深刻化する日本のIT人材不足、原因は待遇の悪さか 経産省の国際比較調査で「給与・仕事に対する満足度」がワースト1位
ITの分野では、日々技術の革新が進んでいる。先日も日立が、人口知能が従業員に「幸福感を高めるアドバイス」を行うという実験を始めたことが話題になった。
ITの技術は国の発展を考える上でも欠かせないが、近年、労働人口の減少に伴い、IT人材の確保が難しくなっている。6月10日に経済産業省が公表した「IT人材の最新動向と将来推計に関する調査結果」によれば、2015年時点で17万人が不足。今後さらに深刻化し、このままだと2030年には59万人が不足する事態になるという。
外国人のIT人材は7年間で2倍に増加、それでも足りない現実
調査では、新卒者の規模や動向、人材供給の条件に今後大きな変化がない場合、人口減少に伴って、「IT関連産業への入職者数は減少する見通し」だと指摘。また、2015年のIT人材の平均年齢は39.0歳となっているが、2030年には41.2歳と高齢化も進む見通しだ。
IT関連技術の中では、今後市場の拡大を見込めるものとして「ビッグデータ」「IoT」「人工知能」といった先端分野に注目が集まっている。しかし、調査ではそういった先端技術に携わるIT人材が「今後特に大幅に不足する」と予測する。具体的には、2016年現在で約1万5000人が不足しているところ、2020年には約4万8000人が不足になるという。
調査では、「先端IT分野でのさらなる市場成長を促進するためには、成長の足かせとなり得る不足人材の充足が喫緊の課題」と危機感を募らせている。IT人材不足を緩和するために、50代以上のシニア層や女性といった多様な人材の活躍に期待を寄せている。
また、国内の労働力自体が減少するため、十分なIT人材を確保するために、外国人の活用が検討されている。2008年から2015年の7年間で情報通信業に就労している外国人数は1万8000人から3万6500人と2倍に増えており、存在感を増しているのが理由の一つだ。国籍別に見ると中国人の就労者が多く、外国人就労者の53%を占めている。
有識者「今の日本に人材がいないのではない。『人材を活かす政策』が必要」
ただ、このまま外国人IT人材を確保し続けられるかどうかは疑問がある。同じく経産省が10日に発表した「IT人材に関する各国比較調査結果報告書」では、アメリカ、日本、韓国、中国、インド、ベトナム、タイ、インドネシアの実態を比較。
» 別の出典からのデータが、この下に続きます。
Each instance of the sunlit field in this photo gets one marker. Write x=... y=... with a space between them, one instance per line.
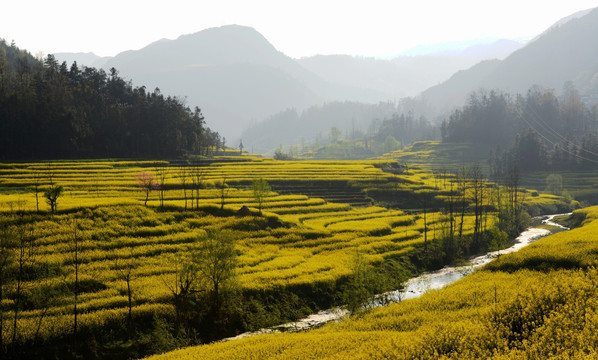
x=538 y=303
x=300 y=241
この中で「海外勤務先として関心がある国」を聞いているのだが、多くの国がアメリカを1位にあげている。
東南アジアの国からは日本の人気も高く、日本を選択した人の割合(複数選択)は、タイで58.4%、インドネシアで52.5%、ベトナム47.8%だった。しかし、現在就労者数の多い中国では24.3%、IT大国のインドでは18.9%となっている。
そもそも、日本はIT人材への待遇が悪いという側面がある。前述の各国比較調査では、「給与・報酬に対する満足度」が日本はワースト1位。また、アメリカのIT人材と「仕事や職場環境に対する満足度」を比較したところ、「給与」「労働条件」「充実感、やりがい」「成果に対する報酬」「社内での今後のキャリアに対する見通し」「社内教育・研修や自己研鑽に対する支援」といったすべての項目で35ポイント以上の差が開いた。
IT産業の魅力が低いことが人材不足の要因であることはすでに経産省も把握している。しかし、アメリカのような環境を日本で実現するために、まず「革新的な発想力と高い技術力、そして未知の市場への挑戦意欲」を備える必要があるとしている。まずはやる気の問題、と認識しているようだ。
一方で、経産省の研究会では、有識者から「今の日本には人材がいないのではなく、構造や環境が新しいものを生み出しにくくしているのだと思う。今のIT産業には『人材を活かす政策』が必要なのではないか」という意見も出ていたという。IT産業の発展を目指すのであれば、何よりも先に待遇の改善が必要ではないか。